В последнее воскресенье апреля в середине дня тысячи автомобилей со всех концов Москвы, то и дело сигналя, увязая в пробках, тянутся впритык друг к другу со скоростью погребальной процессии к стадиону «Динамо». Матч начинается в три, но уже в час проехать на такси по Ленинградскому проспекту невозможно. Самые нетерпеливые выскакивают из машин и бегут пешедралом. Так цыгане со всего мира — тоже веснами — стекаются в одно место, на юг Франции, на свои праздники. Так крепкие молодые лососи из океанов и морей приходят в реки и подымаются в заповедные места, делая сотни километров, перепрыгивая водопады. Так переселяются куда-то — неведомо зачем, но, должно быть, в силу грозной необходимости — миллионные полчища божьих коровок.

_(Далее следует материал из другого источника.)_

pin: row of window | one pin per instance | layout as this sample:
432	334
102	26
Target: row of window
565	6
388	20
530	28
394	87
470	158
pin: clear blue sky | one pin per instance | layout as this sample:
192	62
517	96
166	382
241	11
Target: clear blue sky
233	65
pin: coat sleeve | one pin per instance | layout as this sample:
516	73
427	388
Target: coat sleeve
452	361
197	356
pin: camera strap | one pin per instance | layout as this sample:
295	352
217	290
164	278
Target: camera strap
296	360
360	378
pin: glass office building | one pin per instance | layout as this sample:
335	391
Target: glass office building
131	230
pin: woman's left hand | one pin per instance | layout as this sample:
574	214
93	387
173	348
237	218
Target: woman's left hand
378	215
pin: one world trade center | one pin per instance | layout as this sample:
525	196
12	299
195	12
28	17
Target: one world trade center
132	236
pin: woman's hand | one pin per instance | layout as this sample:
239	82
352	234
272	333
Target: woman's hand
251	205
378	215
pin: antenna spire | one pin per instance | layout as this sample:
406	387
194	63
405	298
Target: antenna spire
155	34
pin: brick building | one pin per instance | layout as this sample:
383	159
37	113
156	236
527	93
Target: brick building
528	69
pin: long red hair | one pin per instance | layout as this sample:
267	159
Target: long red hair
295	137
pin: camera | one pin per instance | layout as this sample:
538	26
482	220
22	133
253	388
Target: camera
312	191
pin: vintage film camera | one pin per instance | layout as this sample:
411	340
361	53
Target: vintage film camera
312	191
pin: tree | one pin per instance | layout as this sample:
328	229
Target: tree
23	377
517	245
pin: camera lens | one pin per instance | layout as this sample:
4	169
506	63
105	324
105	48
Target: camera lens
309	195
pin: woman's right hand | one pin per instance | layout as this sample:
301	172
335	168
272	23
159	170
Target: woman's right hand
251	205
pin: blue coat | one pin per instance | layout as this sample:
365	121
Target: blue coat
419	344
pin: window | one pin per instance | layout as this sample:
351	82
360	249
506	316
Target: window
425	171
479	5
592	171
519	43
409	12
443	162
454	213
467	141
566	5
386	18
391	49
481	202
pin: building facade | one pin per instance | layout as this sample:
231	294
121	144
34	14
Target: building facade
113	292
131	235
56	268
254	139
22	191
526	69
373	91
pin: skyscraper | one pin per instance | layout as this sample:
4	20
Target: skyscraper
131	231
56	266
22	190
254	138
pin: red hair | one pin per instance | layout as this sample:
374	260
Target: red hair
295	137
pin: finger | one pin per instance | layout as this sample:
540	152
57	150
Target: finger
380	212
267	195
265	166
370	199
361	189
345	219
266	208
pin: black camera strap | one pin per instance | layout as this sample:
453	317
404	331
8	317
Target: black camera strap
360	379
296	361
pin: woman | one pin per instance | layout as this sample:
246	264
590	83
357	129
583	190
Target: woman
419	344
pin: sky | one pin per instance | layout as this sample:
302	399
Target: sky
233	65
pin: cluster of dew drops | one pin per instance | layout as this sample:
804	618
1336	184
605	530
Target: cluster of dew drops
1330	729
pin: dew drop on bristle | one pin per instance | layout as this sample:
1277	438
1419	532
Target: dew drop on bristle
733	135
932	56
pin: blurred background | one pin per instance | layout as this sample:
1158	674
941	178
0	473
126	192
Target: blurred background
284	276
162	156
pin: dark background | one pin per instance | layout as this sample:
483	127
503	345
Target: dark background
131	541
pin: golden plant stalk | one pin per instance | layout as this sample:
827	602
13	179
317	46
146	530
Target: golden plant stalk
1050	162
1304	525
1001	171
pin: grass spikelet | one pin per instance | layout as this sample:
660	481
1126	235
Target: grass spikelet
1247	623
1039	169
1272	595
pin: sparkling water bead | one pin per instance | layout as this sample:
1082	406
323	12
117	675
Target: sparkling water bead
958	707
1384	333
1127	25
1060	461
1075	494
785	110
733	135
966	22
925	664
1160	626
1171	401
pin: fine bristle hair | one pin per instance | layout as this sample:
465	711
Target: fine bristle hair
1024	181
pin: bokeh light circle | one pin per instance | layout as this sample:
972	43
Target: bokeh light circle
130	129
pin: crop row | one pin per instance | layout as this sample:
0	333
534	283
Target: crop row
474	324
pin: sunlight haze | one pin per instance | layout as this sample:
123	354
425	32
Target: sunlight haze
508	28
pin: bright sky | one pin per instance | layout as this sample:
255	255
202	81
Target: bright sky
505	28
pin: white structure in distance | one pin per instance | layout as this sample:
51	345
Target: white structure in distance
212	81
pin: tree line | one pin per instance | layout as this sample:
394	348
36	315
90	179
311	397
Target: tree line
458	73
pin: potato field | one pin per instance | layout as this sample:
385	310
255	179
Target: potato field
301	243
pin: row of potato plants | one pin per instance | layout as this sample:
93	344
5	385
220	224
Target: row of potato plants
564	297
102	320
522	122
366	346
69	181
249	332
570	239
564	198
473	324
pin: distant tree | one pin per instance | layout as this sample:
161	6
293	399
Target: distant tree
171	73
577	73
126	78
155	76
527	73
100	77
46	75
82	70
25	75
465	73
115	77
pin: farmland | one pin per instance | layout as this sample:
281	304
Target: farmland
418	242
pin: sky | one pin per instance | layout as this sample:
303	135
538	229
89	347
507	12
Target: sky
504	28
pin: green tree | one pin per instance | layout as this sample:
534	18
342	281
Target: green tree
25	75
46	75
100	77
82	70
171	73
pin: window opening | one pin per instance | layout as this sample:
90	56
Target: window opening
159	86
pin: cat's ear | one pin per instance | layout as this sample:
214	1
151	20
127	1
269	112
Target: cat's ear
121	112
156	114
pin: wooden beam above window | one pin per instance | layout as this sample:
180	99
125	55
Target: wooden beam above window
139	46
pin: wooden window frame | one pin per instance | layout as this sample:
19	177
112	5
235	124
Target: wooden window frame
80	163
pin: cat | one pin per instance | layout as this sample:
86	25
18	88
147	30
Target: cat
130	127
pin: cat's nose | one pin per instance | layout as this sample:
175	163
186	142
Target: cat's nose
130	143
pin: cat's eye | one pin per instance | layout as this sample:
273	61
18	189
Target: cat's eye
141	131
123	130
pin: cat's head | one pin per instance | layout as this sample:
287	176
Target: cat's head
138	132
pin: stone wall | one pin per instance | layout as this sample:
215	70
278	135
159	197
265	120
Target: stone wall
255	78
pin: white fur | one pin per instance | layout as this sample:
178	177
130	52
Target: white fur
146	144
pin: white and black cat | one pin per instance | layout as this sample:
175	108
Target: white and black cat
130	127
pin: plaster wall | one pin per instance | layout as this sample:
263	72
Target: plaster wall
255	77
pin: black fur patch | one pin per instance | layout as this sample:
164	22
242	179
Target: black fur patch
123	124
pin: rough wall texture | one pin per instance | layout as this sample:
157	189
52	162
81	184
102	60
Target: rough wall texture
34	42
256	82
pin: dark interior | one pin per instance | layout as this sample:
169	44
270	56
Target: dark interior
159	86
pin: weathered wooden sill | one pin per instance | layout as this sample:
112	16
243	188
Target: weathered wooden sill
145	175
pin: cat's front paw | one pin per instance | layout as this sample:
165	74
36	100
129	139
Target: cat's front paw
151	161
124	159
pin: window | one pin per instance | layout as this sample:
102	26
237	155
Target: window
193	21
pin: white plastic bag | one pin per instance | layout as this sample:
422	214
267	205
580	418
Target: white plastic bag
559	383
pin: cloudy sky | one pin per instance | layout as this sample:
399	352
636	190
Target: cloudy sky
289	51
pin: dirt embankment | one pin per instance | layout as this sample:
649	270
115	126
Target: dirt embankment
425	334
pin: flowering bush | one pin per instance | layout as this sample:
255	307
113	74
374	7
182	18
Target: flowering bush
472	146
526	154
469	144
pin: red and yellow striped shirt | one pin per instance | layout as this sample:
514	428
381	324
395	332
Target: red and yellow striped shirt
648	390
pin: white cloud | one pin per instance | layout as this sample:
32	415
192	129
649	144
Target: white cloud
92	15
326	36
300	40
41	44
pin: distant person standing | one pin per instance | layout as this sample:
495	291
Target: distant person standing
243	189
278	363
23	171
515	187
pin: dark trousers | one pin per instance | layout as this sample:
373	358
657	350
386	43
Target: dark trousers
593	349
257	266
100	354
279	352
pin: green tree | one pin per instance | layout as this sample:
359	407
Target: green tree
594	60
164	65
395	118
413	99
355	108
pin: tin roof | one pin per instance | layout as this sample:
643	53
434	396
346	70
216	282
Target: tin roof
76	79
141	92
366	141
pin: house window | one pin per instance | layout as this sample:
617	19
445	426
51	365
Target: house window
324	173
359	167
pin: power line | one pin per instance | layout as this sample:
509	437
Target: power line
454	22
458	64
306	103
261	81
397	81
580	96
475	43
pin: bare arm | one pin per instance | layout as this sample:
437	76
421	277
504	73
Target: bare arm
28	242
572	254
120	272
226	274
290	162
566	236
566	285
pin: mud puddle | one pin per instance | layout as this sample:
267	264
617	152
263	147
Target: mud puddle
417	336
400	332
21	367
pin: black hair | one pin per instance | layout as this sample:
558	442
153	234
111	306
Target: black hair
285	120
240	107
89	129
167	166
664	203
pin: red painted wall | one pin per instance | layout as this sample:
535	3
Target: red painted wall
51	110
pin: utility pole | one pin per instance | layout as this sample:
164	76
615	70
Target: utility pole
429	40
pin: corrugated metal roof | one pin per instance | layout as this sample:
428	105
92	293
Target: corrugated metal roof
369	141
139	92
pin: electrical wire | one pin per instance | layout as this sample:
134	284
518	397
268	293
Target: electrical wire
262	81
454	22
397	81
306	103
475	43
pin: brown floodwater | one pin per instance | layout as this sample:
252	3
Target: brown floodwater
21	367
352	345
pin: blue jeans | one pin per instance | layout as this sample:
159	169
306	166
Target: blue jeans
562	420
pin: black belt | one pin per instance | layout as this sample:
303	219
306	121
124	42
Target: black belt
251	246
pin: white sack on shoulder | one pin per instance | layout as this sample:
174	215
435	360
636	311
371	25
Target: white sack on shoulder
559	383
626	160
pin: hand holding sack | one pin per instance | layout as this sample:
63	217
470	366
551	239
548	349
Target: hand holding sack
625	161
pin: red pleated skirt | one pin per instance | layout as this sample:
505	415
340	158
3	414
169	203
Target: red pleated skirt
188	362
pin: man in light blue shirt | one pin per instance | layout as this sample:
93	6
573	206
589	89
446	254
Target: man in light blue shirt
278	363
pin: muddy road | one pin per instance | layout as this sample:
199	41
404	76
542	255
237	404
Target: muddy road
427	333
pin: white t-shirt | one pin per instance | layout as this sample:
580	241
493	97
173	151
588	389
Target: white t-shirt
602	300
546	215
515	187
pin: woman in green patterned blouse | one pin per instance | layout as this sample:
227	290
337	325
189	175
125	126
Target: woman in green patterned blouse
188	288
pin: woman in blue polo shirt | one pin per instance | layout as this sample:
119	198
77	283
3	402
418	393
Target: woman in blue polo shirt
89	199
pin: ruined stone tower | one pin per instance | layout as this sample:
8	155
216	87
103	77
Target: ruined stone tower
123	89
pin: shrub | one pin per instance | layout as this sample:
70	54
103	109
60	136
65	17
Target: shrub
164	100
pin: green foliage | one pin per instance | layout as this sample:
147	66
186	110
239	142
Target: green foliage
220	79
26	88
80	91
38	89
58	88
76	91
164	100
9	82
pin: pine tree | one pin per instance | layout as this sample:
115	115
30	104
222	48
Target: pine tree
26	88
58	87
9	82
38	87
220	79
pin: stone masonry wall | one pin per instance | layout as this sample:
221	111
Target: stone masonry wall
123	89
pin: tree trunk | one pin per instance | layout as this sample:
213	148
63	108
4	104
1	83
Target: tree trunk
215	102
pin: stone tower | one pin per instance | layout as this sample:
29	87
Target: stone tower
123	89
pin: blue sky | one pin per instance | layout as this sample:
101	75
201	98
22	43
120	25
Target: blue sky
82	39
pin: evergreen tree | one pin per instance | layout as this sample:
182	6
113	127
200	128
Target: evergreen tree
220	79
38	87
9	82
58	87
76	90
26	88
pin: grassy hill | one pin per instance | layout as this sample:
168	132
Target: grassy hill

В потоке машин ползет такси, в котором сидит рядом с шофером Сериков. Когда-то он так любил этот день: первый футбол в Москве. Так нервничал и волновался, когда застревал у светофоров. А сейчас почему-то совсем не волнуется и даже может опоздать минут на десять. Сериков одет по-летнему: в белой тенниске, в темных очках, на голове какая-то жокейская шапочка с целлулоидным козырьком. К такси прижимается темно-синяя «Волга». Водитель высовывает руку — отличный серый рукав, белоснежная манжета с запонкой, блеснувшей под солнцем, и салютует Серикову:

— Здорово, старик!

— А, Боб! Привет…

— Ну, как? — кричит Боб Куриц. — «Спартак» или «Динамо»?

— Наверно, «Спартак».

— А может, «Динамо»?

— А может, «Динамо»…

Кто-то, сидящий на заднем сиденье темно-синего автомобиля, откручивает стекло и кричит:

— Ваш «Спартак» — не команда! — Хохочут.

— Позвони когда-нибудь! — кричит Боб. Темно-синий автомобиль укатывает вперед. — Ты все там же?

Сериков кивает. Помолчав, говорит водителю:

— Это — композитор Куриц. В одном классе учились… Большой был обалдуй…

— А сейчас, видишь, на своей «Волге» катит! А вы — в такси! — радостно говорит водитель и смеется.

Такси подъезжает к стадиону «Динамо», где полно людей и машин, как всегда перед большим матчем. Конная милиция сдерживает толпу.

Сериков идет по широкой лестнице, оглядываясь по сторонам…

31

Квартира Маши. Зинаида Васильевна кому-то отворяет дверь. Лицо Зинаиды Васильевны озаряется счастливой улыбкой:

— Владик!.. Маша, смотри, кто пришел!

В коридор выходит Маша, побледневшая, худая. Слабо улыбнулась.

— Владик?

— Он!

— Откуда ты?

— С милого Севера… Откуда же?

Лицо Владика — красное, плотное, заполярное, проспиртованное, глупое и доброе. И в то же время в этом лице что-то несокрушимо преданное, собачье. Когда Владик снял шляпу, видно, как он здорово лыс. Красной дубленой рукой протягивает Маше сверток.